Learning Binary Representations of Contrastive Embeddings

A geometric approach

Posted May 15, 2024 Updated Sep 29, 2025

By Hubert Ramsauer

12 min read

Reference implementation is available at: https://github.com/HubiRa/Brace

Last updated: September 27, 2024. Experimental results section coming soon.

Intro

This blog post introduces BRaCE, a method for converting CLIP¹ (or other contrastively learned) embeddings into binary representations. The approach is motivated by potential benefits in memory usage, search speed, and interpretability, though the practical value of these trade-offs remains an open question.

The method is based on a geometric observation: binary vectors correspond to corners of the unit hypercube. This leads to an optimization problem that can be solved through partial sum maximization.

The work began as an exploration of binary representation learning. How would one train such a system? How well does it work? What limitations does it have? This post describes the approach and examines these questions.

Prerequisites

It is assumed that the reader is familiar with CLIP¹ (and related methods like CLOOB², SigLIP³, and MobileClip⁴)

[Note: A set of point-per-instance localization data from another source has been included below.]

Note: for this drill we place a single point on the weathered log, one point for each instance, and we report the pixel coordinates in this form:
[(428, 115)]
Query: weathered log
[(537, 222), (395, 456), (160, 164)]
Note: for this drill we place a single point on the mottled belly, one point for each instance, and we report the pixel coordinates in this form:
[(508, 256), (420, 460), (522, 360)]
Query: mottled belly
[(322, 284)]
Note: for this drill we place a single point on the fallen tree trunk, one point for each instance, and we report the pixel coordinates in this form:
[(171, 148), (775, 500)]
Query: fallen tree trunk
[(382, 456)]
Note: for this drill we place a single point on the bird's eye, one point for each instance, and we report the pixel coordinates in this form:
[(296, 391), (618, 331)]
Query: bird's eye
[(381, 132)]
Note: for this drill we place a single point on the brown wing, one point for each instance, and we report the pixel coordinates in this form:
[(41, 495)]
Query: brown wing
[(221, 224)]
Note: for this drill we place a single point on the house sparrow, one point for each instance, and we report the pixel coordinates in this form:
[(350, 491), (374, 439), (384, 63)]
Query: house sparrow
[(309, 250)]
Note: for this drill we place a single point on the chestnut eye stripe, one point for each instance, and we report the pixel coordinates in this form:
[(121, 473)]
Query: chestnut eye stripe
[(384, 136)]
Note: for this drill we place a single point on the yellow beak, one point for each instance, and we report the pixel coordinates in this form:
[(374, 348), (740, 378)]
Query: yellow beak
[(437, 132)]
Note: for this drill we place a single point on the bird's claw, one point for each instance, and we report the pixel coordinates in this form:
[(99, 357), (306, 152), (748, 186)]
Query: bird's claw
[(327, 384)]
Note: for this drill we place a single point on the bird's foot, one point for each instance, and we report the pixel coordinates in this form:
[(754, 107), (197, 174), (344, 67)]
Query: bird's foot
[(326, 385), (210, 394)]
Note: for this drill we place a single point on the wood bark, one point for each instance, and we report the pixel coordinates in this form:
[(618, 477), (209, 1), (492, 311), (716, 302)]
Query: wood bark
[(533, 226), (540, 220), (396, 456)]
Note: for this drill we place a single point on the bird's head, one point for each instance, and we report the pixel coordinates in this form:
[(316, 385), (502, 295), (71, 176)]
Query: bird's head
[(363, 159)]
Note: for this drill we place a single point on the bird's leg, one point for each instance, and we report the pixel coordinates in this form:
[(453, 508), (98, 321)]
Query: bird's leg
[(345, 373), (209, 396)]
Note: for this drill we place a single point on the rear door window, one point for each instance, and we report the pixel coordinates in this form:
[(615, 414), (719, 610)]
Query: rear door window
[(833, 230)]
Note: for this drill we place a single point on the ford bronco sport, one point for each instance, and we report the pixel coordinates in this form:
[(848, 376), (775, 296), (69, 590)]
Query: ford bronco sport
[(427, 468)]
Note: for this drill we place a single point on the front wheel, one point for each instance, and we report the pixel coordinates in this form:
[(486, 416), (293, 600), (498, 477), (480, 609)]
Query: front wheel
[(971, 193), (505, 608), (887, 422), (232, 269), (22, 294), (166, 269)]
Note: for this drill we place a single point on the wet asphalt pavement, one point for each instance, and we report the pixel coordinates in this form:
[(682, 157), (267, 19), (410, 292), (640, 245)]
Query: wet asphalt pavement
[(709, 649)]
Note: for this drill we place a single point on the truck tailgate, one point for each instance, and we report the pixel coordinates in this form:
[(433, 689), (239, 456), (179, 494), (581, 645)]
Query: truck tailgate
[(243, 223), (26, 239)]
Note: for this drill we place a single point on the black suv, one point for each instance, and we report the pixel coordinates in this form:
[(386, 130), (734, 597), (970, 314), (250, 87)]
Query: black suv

In the following, the term “CLIP¹” is used as a stand-in for other contrastive methods (CLIP, CLOOB, SigLIP, MobileClip, etc.). “CLIP¹” is chosen for its familiarity.

BRaCE

The Idea

First, we make a trivial observation: that binary vectors are vertices of the unit hypercube. Let’s assume we are in $R^3$, then we have (unsurprisingly) the following vertices (excluding the origin):

\[\begin{equation} \mathcal{B}_3 := \{0,1\}^3 \setminus \mathbf{0} = \left\{ \begin{bmatrix} 1 \\ 0 \\ 0 \end{bmatrix}, \begin{bmatrix} 0 \\ 1 \\ 0 \end{bmatrix}, \begin{bmatrix} 0 \\ 0 \\ 1 \end{bmatrix}, \begin{bmatrix} 1 \\ 1 \\ 0 \end{bmatrix}, \begin{bmatrix} 1 \\ 0 \\ 1 \end{bmatrix}, \begin{bmatrix} 0 \\ 1 \\ 1 \end{bmatrix}, \begin{bmatrix} 1 \\ 1 \\ 1 \end{bmatrix} \right\} \end{equation}\]

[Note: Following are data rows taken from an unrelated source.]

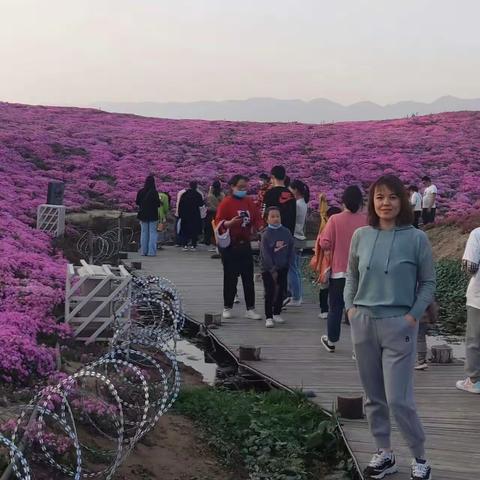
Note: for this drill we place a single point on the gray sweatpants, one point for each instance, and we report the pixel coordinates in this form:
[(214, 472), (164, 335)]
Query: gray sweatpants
[(385, 349), (472, 344)]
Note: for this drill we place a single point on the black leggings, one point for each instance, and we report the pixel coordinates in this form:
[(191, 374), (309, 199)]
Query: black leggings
[(274, 292), (238, 261)]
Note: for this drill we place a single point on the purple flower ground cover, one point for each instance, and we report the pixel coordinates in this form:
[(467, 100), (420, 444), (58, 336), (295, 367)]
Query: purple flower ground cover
[(103, 159)]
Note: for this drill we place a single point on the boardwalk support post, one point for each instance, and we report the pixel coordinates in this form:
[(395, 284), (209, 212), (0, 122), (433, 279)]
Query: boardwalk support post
[(351, 408), (212, 319), (247, 352), (442, 354)]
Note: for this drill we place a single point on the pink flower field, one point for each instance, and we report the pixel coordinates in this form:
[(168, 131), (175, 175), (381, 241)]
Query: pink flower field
[(103, 159)]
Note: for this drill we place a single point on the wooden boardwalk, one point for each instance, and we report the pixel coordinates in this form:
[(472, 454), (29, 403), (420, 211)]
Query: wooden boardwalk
[(292, 356)]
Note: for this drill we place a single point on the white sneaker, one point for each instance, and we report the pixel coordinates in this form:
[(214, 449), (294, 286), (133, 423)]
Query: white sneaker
[(278, 319), (269, 323), (468, 385), (295, 303), (252, 315), (286, 301), (420, 471)]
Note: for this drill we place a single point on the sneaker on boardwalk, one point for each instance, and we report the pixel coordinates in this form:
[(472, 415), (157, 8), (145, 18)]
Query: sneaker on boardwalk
[(328, 346), (420, 470), (252, 315), (381, 465), (468, 385), (269, 323)]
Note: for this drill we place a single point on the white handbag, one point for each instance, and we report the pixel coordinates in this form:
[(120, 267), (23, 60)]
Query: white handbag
[(223, 239)]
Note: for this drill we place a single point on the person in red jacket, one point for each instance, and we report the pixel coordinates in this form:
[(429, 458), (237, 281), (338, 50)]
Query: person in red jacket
[(240, 215)]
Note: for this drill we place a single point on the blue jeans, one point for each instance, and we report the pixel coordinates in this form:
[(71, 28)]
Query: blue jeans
[(295, 284), (148, 238), (335, 310)]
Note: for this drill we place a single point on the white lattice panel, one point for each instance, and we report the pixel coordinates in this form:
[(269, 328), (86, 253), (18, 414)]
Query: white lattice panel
[(95, 297), (51, 219)]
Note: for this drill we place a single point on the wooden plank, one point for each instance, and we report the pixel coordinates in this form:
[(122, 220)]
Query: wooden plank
[(292, 355)]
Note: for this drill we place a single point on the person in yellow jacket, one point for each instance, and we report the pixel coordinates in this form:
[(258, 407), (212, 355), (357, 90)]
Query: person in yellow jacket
[(163, 211), (320, 262)]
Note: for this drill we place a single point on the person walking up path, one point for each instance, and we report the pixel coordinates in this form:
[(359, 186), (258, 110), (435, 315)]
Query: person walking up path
[(238, 217), (390, 284), (148, 202), (429, 201), (280, 196), (416, 203), (471, 262), (276, 255), (190, 216), (335, 241), (295, 282), (214, 197)]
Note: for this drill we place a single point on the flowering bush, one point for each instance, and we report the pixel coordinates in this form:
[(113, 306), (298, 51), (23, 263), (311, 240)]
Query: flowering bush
[(103, 159)]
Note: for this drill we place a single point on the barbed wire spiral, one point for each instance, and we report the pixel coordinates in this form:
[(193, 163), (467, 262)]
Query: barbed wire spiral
[(84, 426), (98, 248)]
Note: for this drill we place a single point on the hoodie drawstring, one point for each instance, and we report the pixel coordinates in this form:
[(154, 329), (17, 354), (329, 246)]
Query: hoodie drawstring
[(390, 251), (372, 252)]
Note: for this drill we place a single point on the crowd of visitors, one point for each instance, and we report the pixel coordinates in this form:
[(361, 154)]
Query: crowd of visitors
[(372, 263)]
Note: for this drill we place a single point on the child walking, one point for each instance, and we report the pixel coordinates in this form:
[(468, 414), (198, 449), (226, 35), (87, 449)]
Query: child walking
[(276, 255), (429, 318)]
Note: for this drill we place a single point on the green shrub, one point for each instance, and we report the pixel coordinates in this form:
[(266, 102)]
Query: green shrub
[(276, 435), (452, 284)]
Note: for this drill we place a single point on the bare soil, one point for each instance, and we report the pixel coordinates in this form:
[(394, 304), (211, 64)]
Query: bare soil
[(175, 450), (448, 241)]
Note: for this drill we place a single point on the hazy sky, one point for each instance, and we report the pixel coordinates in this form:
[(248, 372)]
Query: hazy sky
[(76, 52)]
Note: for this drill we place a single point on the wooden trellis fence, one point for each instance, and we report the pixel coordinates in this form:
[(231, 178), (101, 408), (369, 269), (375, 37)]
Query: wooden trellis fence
[(94, 296)]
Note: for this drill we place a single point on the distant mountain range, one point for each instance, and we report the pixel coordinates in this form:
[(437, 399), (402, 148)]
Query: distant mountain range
[(318, 110)]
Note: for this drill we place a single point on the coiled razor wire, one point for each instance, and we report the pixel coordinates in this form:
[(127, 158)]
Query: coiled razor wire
[(98, 248), (117, 399)]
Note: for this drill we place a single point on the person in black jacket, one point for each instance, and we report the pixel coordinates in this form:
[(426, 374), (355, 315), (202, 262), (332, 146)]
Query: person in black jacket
[(191, 224), (280, 196), (148, 202)]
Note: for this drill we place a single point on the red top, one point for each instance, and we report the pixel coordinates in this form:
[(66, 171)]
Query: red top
[(231, 207)]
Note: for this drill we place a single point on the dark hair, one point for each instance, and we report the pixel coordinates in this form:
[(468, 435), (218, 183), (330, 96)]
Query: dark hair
[(352, 198), (271, 209), (333, 211), (149, 183), (236, 178), (278, 171), (302, 189), (394, 184), (216, 188)]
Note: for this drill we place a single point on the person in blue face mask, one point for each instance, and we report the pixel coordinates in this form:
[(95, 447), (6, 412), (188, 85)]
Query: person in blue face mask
[(238, 215), (277, 254)]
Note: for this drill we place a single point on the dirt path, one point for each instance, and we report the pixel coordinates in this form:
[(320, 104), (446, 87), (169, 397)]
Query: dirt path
[(174, 450)]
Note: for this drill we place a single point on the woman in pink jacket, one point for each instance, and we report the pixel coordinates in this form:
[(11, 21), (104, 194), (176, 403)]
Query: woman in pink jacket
[(335, 241)]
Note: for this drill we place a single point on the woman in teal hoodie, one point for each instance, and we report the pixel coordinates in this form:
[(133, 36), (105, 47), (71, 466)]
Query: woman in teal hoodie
[(390, 283)]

The idea consists of two parts:

a) learn to map CLIP embeddings into the unit hypercube via small FCNs and
b) project the new embeddings onto the closest vectors in $\mathcal{B}_D$

Here only b) is somewhat challenging. There is a surprisingly simple solution, however. But more on that later. First, we will start with a).

a) Mapping Embeddings into the Unit Hypercube

The first task is to learn embeddings that lie somewhere inside the unit hypercube. For this we can use any contrastive loss (for the experiments described we use the usual CLIP¹ loss). Formally, we want two properties for a resulting embedding $\mathbf{v}$:

\[\begin{equation} \label{eq:positive-embs} \mathbf{v} \in [0, 1]^D \end{equation}\]

and

\[\begin{equation} \label{eq:unit_norm} ||\mathbf{v}|| = 1 \end{equation}\]

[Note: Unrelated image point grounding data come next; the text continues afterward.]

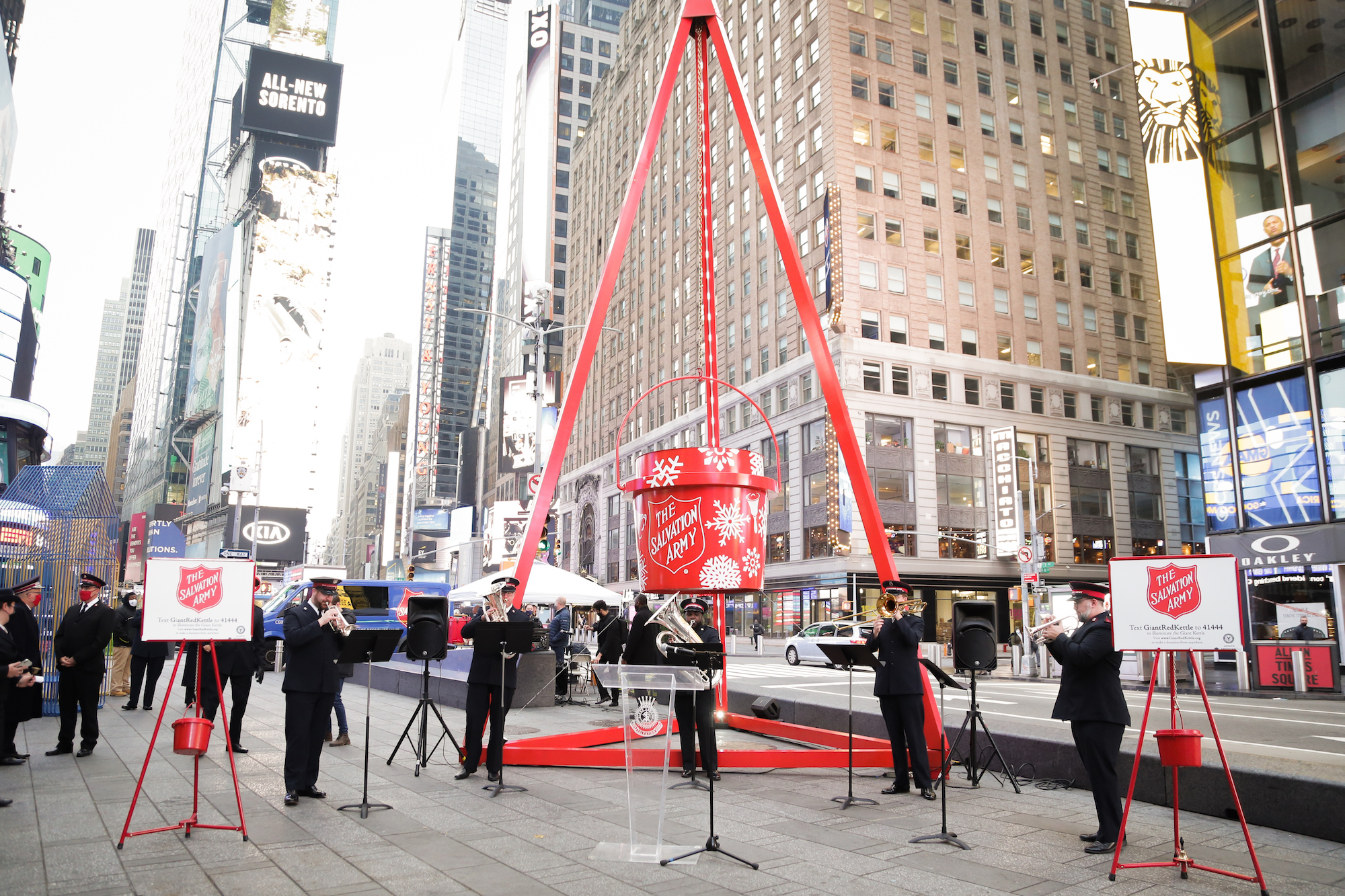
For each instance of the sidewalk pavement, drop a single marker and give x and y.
(449, 837)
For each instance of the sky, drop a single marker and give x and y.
(93, 91)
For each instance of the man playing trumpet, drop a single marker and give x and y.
(1091, 700)
(899, 685)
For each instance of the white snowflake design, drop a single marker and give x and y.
(666, 471)
(719, 458)
(728, 522)
(722, 572)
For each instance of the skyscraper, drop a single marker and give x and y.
(978, 173)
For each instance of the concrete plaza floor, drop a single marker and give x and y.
(446, 836)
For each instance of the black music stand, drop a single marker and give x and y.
(708, 658)
(368, 646)
(502, 638)
(944, 836)
(847, 657)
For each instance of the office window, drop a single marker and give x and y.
(938, 337)
(939, 385)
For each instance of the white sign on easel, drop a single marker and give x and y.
(198, 599)
(1175, 603)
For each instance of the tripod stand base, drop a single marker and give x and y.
(941, 838)
(364, 807)
(712, 845)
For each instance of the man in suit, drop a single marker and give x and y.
(489, 694)
(611, 638)
(899, 685)
(24, 704)
(313, 645)
(81, 639)
(1091, 700)
(696, 709)
(560, 639)
(239, 662)
(17, 666)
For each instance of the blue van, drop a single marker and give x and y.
(377, 604)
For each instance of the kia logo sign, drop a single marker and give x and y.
(267, 533)
(1270, 544)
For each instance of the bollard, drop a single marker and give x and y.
(1245, 681)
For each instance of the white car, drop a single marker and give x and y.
(804, 647)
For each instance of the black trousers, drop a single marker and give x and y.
(306, 721)
(145, 669)
(240, 685)
(695, 717)
(605, 694)
(79, 693)
(482, 701)
(905, 716)
(1100, 748)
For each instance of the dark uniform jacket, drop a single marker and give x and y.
(84, 634)
(1090, 674)
(611, 635)
(641, 647)
(899, 670)
(311, 651)
(235, 657)
(26, 702)
(486, 665)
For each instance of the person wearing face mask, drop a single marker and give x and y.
(24, 704)
(120, 680)
(1091, 700)
(313, 645)
(81, 639)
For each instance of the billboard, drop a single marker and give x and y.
(293, 96)
(518, 423)
(202, 467)
(1184, 247)
(206, 376)
(1004, 458)
(287, 302)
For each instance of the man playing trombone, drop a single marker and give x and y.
(899, 685)
(1091, 700)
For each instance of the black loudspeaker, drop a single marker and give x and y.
(974, 624)
(427, 627)
(766, 708)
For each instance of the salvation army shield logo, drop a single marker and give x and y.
(675, 534)
(200, 588)
(1174, 591)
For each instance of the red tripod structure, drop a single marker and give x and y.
(700, 24)
(188, 823)
(1180, 857)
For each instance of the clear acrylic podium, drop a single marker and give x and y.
(644, 720)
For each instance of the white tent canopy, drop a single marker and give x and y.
(545, 585)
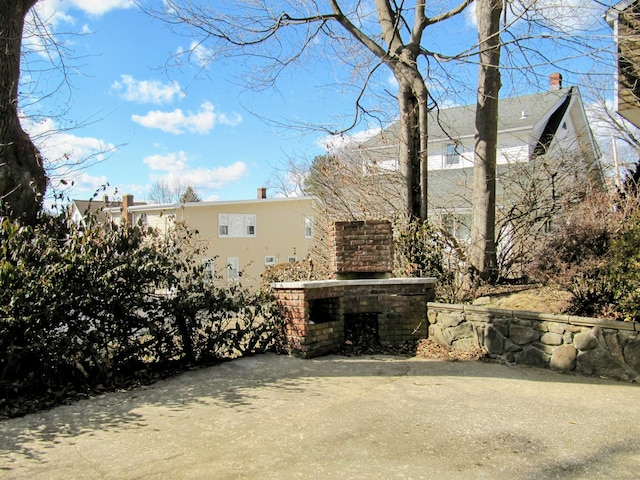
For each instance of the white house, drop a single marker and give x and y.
(545, 148)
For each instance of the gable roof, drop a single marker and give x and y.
(97, 207)
(514, 113)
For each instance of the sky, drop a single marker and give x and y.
(133, 122)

In order to achieve (\ref{eq:positive-embs}) we can learn a small FCN $f_{\mu}$ for each mode $\mu$. By using the softplus activation function as output activation we ensure positive outputs:

\[\begin{equation} \label{eq:softplus} \log(1 + e^{x}) \end{equation}\]

This has, of course, the consequence that the inner product of two new embeddings $\mathbf{x}$ and $\mathbf{y}$ is now positive as well: $\mathbf{x}^T \mathbf{y} \in [0, 1]$. Thus an inner product of $0$ indicates maximal dissimilarity.

So far so good. But given an output embedding, how do we assign a binary vector?

b) Finding the Right Projection

Let’s assume we have trained our FCNs to our satisfaction and apply them to some data. We receive an embedding vector $\mathbf{v} \in [0, 1]^D$ and need to assign it to the “most similar” binary vector. We will do the following:

generate vectors of norm 1 which represent the binary vectors (referred to as proxy $\mathcal{U}_D$ for $\mathcal{B}_D$)
assign $\mathbf{v}$ to the closest $\mathbf{u} \in \mathcal{U}_D$ in terms of some distance/similarity measure.

A Proxy for $\mathcal{B}_D$

A useful proxy can be generated by normalizing all vectors in $\mathcal{B}_D$. This will yield the following set:

\[\begin{equation} \mathcal{U}_D := \left\{ { \frac{1}{ \sqrt{\mathbf{b}^T \mathbf{1}}} \mathbf{b} \mid \mathbf{b} \in \mathcal{B}_D} \right\} \end{equation}\]

Here, $\mathbf{b}^T \mathbf{1}$ counts the number of non-zero entries in $\mathbf{b}$. And since a binary vector with $n$ non-zero entries has length $\sqrt{n}$ we just need to divide $\mathbf{b}$ by $\sqrt{\mathbf{b}^T \mathbf{1}}$ to receive a vector with norm 1.

The optimization problem

For a given embedding $\mathbf{v} \in [0, 1]^D$ we now want to assign the closest vector in $\mathcal{U}_D$. Since all involved vectors are of unit norm it does not matter if we write the optimization problem as minimizing the difference in squared L2 norm or maximizing cosine similarity:

\[\begin{equation} \label{eq:optim} \underset{ \mathbf{u} \in \mathcal{U}_D}{\operatorname{argmin}} || \mathbf{v} - \mathbf{u} ||^2, \end{equation}\]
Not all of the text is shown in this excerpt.